O momento registrado
Em 1º de outubro de 1940, na cidade de New Westminster, na Colúmbia Britânica, Canadá, milhares de pessoas se reuniam ao longo da rua principal para se despedir de soldados do Regimento de Infantaria Leve da Colúmbia Britânica. Eles marchavam em direção ao porto, onde embarcariam rumo à Europa para lutar na guerra.
No meio da multidão, o pequeno Warren “Whitey” Bernard, de apenas 5 anos, se soltou repentinamente da mão da mãe e correu em direção à fila de soldados. Estendeu os braços e a mão, tentando alcançar o pai, o soldado Jack Bernard, que marchava com os companheiros. O pai olhou para ele com uma expressão de profunda comoção, mas não podia parar nem sair da formação — a ordem da marcha tinha que ser mantida.
Quem fez a imagem e sua repercussão
A cena foi registrada pelo fotógrafo Claude P. Dettloff, do jornal The Province.
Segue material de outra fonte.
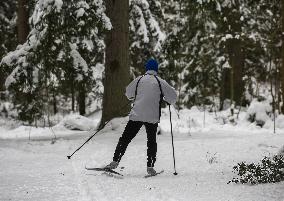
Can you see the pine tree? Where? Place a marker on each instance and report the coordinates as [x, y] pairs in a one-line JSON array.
[[62, 49]]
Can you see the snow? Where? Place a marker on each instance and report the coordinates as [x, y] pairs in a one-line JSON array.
[[205, 153]]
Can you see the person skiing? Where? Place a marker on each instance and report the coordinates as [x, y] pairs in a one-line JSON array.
[[147, 92]]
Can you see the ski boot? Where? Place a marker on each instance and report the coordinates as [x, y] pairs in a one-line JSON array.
[[151, 171], [112, 165]]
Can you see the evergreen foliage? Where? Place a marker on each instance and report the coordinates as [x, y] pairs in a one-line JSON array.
[[63, 47], [270, 170]]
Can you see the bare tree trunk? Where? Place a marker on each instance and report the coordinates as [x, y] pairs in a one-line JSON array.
[[82, 99], [233, 86], [282, 56], [22, 21], [236, 62], [117, 70]]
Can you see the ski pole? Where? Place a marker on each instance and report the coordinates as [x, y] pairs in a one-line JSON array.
[[175, 173], [69, 157]]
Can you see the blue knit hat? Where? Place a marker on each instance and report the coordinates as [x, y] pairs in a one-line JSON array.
[[152, 64]]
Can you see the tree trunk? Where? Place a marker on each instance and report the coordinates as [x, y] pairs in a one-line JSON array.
[[117, 70], [233, 86], [236, 62], [282, 56], [22, 21], [82, 99]]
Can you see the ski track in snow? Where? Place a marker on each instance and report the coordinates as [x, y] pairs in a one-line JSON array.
[[38, 170]]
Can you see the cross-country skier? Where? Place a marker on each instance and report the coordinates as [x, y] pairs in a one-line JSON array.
[[147, 92]]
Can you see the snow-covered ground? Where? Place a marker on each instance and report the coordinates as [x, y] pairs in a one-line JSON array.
[[37, 169]]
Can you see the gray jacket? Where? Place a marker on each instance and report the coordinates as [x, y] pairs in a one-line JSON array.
[[146, 105]]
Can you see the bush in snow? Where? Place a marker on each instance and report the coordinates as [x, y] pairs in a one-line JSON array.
[[259, 112], [270, 170]]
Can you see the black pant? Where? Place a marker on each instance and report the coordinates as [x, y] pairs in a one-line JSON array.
[[130, 132]]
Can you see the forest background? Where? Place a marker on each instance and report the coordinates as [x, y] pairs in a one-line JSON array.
[[60, 57]]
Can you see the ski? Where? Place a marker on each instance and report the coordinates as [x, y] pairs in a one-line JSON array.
[[106, 170], [150, 175]]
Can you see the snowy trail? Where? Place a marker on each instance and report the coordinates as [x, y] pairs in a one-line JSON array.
[[39, 170]]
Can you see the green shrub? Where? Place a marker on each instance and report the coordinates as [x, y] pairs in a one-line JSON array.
[[270, 170]]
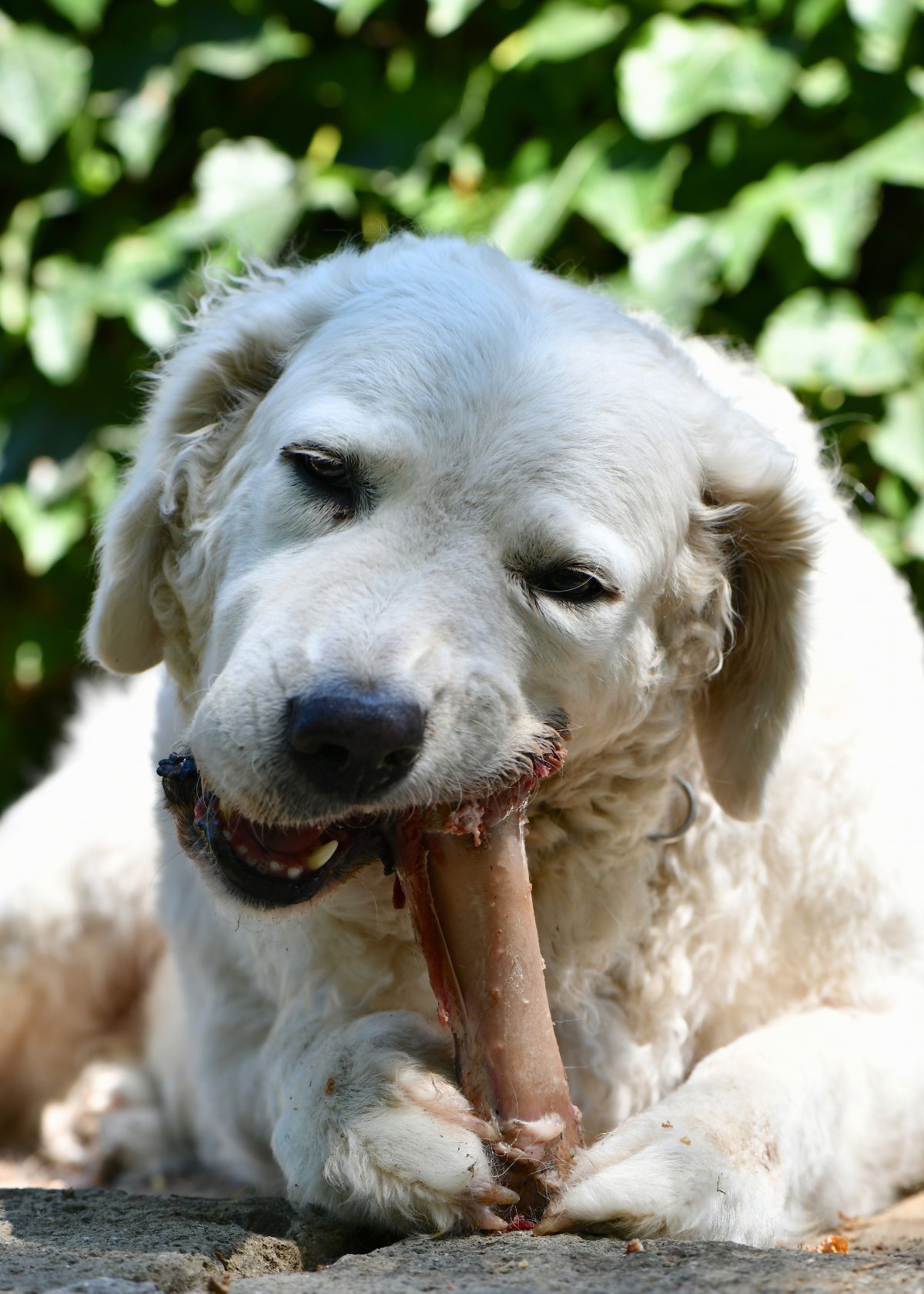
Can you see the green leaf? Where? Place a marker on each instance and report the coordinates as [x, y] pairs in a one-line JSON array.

A foto foi publicada no dia seguinte e, em pouco tempo, percorreu todo o Canadá e o mundo. Ela não mostrou batalhas, armas ou estratégias — mostrou o lado humano da guerra: a dor da despedida, a saudade e o medo do desconhecido.
O final feliz da história
Diferente de tantas outras histórias da época, esta teve um desfecho de esperança: Jack Bernard sobreviveu ao conflito e voltou para casa em 1945, após o fim da guerra, reencontrando a esposa e o filho.
Hoje, a imagem é reconhecida como um ícone histórico. Foi reproduzida em selos postais, monumentos, livros e campanhas educativas, sempre lembrando o significado do amor familiar, do sacrifício e da importância da paz.
Uma verdade confirmada
É importante destacar: trata-se de uma fotografia real, autêntica e não montada. Ela permanece como um lembrete poderoso de que, por trás de cada soldado, há uma família que espera — e de que a guerra sempre deixa marcas profundas, mesmo quando traz o reencontro.